Thursday, February 12, 2009

Cui bono? Cui pendo?

Who benefits and who pays are the subterranean questions about Open Access to the scientific literature. Caught between the stubborn and unthinking rocks of the commercial publishers and the waves of declining budgets, libraries are being trashed. Anyone sitting on a departmental library committee has spent the last 20 years finding out which subscriptions can only be terminated with extreme displeasure by at least one vociferous member of the faculty. Bunnies will be surprised how often the decision hangs on how unpleasant Prof. A can be when he wants to be that way, and how accepting Prof. B will be. On the other hand there are those subscriptions that simply disappear into the night when the librarian "forgets" to renew them, only to discover at the 24th hour that there are no funds to correct that error. Of course, if the department really cares they can find the funding for picking it up again.

Coupled with this is the public perception that having paid for the research (mostly) via grants and contracts, they have the right to read the results for free, indeed that they have the right to pester the researcher without end, ignoring the fact that the public has not paid for the publication. This, often purposeful, misunderdistinction, ignores the samidzat of grant reports, annual, final and otherwise, generated each year by each grant and submitted to the funding agencies which no one questions that anyone who wants to, can see assuming the research is not classified. These have been increasingly moving on line. For example, NASA maintains a searchable technical report data base for grant activities. These databases are not necessarily "intuitive" and often require guidance from a skilled librarian to usefully access and there is not yet a universal requirement that the reports be submitted in electronic format although multiple paper copies are required.

In 2004 the Welcome Trust published a report on the costs of academic publishing which provides a useful basis for evaluating Open Access. The first dragon slain (and one that seems difficult to keep dead) is that the cost of publishing a paper, even in electronic format, is zero. A key concept in any such analysis is first copy costs, the costs of processing a submission and preparing accepted papers for publication in either electronic or paper formats. The Welcome report concluded that

First-copy costs have a range of roughly $250–$2000. The cost of producing the first copy for a good-to-high-quality journal is approximately $1500.
Fixed costs, which include first-copy costs, are approximately $1650 per article for a good-to-high quality subscription journal.

Based on first-copy costs, the total cost of producing an article for a good-to-high-quality subscription journal is of the order of $2750 plus a contribution to overheads and profits.
The latter includes the costs of printing and distribution and/or establishing and maintaining an electronic distribution system. The first copy costs in "medium quality" journals are lower, by almost a factor of two driven by a lower rejection rate. A journal which publishes only 10% of submissions (Science, Nature, PRL for example) rejects nine papers for every paper which is accepted. A journal with a rejection rate of 50%, on the other hand, rejects only 1 of every two submitted. Thus, the reviewing costs of the first journal, which sees 10 papers for every 1 published, will be five times higher than that of the first. Welcome estimates a median cost of ~ $175 US for handling each submission. This does not include the opportunity cost for external referees who review without pay but does include the time of the editorial staff and associated overheads.

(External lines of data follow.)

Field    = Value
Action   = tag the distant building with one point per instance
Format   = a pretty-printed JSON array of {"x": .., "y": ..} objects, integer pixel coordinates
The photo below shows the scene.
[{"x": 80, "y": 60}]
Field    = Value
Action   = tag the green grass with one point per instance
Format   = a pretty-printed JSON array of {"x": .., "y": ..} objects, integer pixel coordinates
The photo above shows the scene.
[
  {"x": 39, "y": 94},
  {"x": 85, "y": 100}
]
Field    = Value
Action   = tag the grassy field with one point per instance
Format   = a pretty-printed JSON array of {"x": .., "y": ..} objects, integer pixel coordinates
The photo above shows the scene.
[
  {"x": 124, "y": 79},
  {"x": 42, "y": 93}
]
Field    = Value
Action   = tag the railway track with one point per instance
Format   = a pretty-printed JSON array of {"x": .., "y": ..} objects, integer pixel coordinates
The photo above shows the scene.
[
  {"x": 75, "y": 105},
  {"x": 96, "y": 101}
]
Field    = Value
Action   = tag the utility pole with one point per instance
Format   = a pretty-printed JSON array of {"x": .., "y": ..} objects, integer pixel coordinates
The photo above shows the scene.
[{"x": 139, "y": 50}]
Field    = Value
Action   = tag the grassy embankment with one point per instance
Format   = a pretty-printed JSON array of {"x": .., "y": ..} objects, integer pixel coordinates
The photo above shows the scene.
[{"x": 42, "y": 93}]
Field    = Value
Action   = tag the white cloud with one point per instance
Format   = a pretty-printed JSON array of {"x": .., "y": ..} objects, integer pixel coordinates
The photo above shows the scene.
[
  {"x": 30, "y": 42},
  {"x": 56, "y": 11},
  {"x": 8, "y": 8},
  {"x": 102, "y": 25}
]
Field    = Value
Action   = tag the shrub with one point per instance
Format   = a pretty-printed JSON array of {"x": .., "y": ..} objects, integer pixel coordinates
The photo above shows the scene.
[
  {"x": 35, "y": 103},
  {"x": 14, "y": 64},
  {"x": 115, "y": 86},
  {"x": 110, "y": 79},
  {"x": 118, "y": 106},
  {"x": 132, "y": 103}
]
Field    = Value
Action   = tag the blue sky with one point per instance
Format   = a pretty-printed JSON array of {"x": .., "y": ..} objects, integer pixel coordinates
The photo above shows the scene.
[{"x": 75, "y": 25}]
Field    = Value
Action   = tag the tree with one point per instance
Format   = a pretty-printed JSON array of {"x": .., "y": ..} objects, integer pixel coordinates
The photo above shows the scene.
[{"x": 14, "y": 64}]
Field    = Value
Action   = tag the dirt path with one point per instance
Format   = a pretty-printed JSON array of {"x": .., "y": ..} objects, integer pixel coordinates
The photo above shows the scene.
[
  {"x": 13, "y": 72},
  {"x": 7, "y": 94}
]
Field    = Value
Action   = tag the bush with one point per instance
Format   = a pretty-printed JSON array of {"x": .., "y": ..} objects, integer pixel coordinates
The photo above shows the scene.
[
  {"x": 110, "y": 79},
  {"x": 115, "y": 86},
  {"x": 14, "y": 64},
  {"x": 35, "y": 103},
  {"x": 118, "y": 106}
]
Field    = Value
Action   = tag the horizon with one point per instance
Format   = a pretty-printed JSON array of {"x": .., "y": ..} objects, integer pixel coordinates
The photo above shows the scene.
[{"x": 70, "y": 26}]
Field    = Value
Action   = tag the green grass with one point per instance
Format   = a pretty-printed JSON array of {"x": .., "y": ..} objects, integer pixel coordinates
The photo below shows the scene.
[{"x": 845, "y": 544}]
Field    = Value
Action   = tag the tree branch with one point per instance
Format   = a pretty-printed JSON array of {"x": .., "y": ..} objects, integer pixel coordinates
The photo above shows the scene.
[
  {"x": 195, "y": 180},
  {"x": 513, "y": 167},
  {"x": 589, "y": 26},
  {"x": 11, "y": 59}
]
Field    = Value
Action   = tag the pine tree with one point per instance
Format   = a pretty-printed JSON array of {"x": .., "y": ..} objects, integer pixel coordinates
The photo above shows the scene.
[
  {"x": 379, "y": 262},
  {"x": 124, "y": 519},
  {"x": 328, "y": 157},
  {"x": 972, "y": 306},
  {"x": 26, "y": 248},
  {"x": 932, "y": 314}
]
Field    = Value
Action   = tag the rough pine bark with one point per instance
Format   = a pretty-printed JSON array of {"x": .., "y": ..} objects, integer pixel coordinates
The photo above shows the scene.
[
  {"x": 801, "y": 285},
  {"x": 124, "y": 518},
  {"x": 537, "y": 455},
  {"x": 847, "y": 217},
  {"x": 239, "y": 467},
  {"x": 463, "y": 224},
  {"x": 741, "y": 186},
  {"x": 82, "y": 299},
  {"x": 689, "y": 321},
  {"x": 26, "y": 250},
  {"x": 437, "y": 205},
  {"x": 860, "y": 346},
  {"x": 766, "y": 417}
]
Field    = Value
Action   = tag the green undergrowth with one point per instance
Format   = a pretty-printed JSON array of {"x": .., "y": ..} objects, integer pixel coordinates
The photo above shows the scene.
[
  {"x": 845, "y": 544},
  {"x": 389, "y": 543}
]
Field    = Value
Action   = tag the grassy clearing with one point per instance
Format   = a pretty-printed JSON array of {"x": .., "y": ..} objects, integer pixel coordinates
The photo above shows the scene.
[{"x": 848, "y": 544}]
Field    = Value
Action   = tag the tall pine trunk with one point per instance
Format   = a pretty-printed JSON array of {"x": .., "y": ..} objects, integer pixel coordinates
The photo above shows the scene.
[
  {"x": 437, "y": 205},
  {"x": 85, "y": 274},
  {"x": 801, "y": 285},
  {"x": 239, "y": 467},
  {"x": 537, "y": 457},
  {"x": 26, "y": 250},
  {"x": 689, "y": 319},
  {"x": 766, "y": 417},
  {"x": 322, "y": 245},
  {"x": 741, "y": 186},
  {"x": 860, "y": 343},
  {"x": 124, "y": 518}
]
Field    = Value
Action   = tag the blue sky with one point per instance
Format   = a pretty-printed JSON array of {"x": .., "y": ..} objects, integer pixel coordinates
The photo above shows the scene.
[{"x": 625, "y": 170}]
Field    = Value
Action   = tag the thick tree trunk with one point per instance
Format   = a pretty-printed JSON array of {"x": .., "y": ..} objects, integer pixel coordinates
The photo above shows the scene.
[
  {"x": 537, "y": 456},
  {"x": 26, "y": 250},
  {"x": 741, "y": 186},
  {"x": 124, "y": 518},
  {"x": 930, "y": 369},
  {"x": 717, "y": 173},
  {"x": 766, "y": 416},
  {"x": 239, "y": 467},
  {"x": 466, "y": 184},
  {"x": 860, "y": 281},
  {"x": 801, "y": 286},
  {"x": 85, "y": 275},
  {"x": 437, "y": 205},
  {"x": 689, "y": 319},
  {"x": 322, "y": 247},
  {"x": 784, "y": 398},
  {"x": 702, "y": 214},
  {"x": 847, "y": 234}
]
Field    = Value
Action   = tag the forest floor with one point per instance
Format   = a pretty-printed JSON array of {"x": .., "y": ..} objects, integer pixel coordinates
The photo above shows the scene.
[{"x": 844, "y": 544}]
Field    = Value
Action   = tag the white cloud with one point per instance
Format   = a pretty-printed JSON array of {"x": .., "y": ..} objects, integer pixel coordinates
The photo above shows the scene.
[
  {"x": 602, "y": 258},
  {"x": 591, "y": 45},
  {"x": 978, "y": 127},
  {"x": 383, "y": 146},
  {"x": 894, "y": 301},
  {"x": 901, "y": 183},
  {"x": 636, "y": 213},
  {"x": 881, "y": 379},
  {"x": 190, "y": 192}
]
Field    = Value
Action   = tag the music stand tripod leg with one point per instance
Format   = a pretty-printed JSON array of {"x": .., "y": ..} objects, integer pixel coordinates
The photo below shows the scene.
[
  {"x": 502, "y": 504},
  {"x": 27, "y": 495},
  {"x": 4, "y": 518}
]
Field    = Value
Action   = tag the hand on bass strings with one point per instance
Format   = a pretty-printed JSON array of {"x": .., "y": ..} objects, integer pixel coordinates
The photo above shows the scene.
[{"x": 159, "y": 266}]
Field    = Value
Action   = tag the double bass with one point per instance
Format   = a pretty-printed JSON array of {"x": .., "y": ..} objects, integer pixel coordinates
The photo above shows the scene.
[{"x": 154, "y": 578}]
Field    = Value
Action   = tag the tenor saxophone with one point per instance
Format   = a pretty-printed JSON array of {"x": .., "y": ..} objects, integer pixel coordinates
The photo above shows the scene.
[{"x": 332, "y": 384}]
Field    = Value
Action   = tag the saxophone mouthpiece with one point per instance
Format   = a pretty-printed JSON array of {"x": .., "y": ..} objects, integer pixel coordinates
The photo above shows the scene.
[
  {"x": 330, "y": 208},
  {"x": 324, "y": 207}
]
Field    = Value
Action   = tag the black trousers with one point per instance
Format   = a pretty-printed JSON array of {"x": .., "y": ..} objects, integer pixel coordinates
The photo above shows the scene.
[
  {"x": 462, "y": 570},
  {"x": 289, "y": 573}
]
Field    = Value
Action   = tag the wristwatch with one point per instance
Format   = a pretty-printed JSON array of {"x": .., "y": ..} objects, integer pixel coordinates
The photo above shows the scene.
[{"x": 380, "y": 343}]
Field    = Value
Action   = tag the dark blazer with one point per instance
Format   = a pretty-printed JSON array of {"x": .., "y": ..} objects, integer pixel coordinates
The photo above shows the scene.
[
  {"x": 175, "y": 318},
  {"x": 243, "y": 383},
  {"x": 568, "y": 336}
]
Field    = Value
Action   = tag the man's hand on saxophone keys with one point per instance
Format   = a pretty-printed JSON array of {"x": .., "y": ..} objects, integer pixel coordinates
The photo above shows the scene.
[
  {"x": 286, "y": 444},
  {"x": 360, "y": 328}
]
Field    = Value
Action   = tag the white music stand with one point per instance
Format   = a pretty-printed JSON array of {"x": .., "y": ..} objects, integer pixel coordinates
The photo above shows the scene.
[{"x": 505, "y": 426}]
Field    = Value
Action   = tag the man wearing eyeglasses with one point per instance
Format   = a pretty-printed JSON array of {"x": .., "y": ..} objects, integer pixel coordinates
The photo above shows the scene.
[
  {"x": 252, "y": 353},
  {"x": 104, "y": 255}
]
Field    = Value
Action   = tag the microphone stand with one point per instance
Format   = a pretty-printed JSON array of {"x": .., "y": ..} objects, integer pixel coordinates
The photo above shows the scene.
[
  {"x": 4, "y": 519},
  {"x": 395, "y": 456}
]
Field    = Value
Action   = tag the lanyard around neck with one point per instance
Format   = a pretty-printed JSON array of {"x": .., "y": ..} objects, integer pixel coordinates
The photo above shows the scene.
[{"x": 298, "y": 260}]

In addition to the cost of reviewing submissions, additional fixed costs per paper published include copy editing, graphics preparation, the cost of covers and setting up all the other stuff such as editorials, news, etc. This varies between journals. There are variable costs. These include printing and paper, setting up and maintaining an electronic archive, marketing, depreciation, licensing, etc. The general conclusion of all studies is that the cost of a print journal and an electronic one are broadly the same.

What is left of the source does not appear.